Jordan, Presiding Judge,
dissenting. The rule is well established that “where the injured party, by the use of ordinary care, could have avoided the consequences to himself of the defendant’s negligence, he is not entitled to recover. His failure in this respect does not stop with reducing the amount of damages, but defeats a recovery altogether.” Southland Butane Gas Co. v. Blackwell, 211 Ga. 665, 669 (88 SE2d 6). In applying the rule the Supreme Court has stated that “[w]hen it would be impossible for the jury to arrive at but one conclusion, the court is not bound to take the opinion of a jury, even upon a question of negligence.” Smith v. Central R. & Bkg. Co., 82 Ga. 801, 807 (10 SE 111). I have no quarrel with the general principles of law stated in the majority opinion. I dissent from the holding based on the facts of this particular case, which in effect abolishes the rule that a plaintiff is not entitled to recover where it can be said as a matter of law that he failed to exercise ordinary care for his own safety.

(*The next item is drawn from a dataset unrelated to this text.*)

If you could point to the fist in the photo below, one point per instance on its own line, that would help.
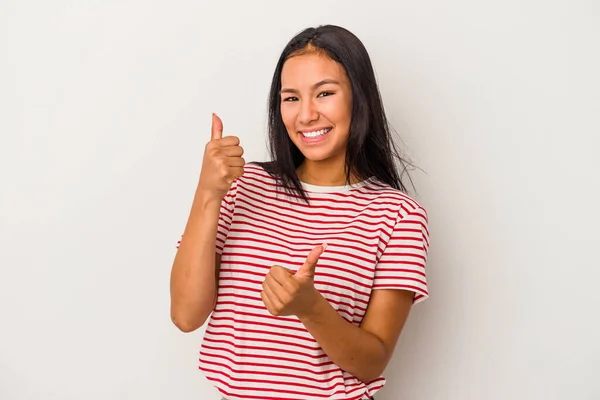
(222, 162)
(288, 293)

The fall occurred during daylight, whatever defects or dangers existed were clearly visible, and the plaintiff admits that by looking in the direction of his movement, and nothing appears which would have prevented this action, he could have avoided falling into the open stairwell. Could the jury, under the facts disclosed by the plaintiff, have reached any other conclusion except that, whatever the negligence of the defendant, the prox*266imate cause of the plaintiff’s injuries was his failure to look where he was walking, without any justifiable explanation for his conduct? We think not.
We see no substantial difference in the facts here disclosed and that of a plaintiff cameraman who stepped backward into an excavation while endeavoring to focus his camera, as supporting a judgment n.o.v. for the defendant (Nechtman v. B. Thorpe & Co., 99 Ga. App. 626 (109 SE2d 633)), or that of a plaintiff who, in her own home, stepped into an open hole left by the removal of a floor furnace, who testified, “Well, I guess I wasn’t looking, because I fell into it,” as supporting a summary judgment for the defendant (Harris v. Bethel Air Conditioning &c. Co., 114 Ga. App. 255 (150 SE2d 710), and cit.)
I am authorized to state that Judge Eberhardt concurs in this dissent.